Ultrafast Rydberg Experiments with Ultracold Atoms in Optical Tweezers

Rydberg atoms, with their giant electronic orbitals, exhibit dipole-dipole interaction reaching the GHz range at a distance of a micron (C₃ ~ GHz.μm³), making them a prominent contender for realizing ultrafast quantum operations. However, such strong interactions between single atoms have never been harnessed because of the stringent requirements on the fluctuation of the atom positions and the necessary excitation strength. Here, we introduce novel techniques to enter this regime and explore it with two strongly-interacting single atoms [1].

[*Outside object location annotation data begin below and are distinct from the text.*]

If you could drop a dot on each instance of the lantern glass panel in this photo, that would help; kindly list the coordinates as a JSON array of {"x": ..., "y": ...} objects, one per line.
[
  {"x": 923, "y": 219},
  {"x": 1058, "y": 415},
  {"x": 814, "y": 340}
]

First, we trap ⁸⁷Rb atoms in holographic tweezers focused with a high-NA lens (0.75), allowing to bring two atoms at distance as close as 1.2 µm. At such close distance, thermal motion of the atoms within the tweezers becomes a major source of noise for the dipole-dipole coupling. We thus apply Raman-sideband cooling to suppress thermal fluctuations (~100 nm) and bring the atom to the motional ground-sate of the tweezers. There, the atoms position is only affected by quantum fluctuation (~ 25 nm) which allows to unlock coherent ultrastrong interaction. We further reduce quantum fluctuation by creating squeezed states of motion [2,3].

Then, we prepare atoms in the Rydberg state using ultrashort, picosecond, laser pulses. In contrast to the standard approach based on cw-laser excitation, this allows to overcome the Rydberg blockade for our strongly interacting Rydberg orbitals. Following excitation, atoms experience the dipole-dipole interaction, which, for our particular choice of Rydberg state, gives rise to an energy exchange between the two atoms. We observe this coherent dynamics occurring on the nano-second timescale. After a full exchange, the atoms are back in their initial orbitals with a π-phase shift. We measured this phase shift by probing the superposition of a ground and Rydberg orbital by Ramsey interferometry with attosecond precision. This phase shift is the key to the realization of an ultrafast two-qubit C-Z gate.

These demonstrations open the path for “ultrafast Rydberg experiments”, such as the realization of a nanosecond CZ gate operating at the speed-limit set by the strong dipole-dipole interaction between Rydberg atoms.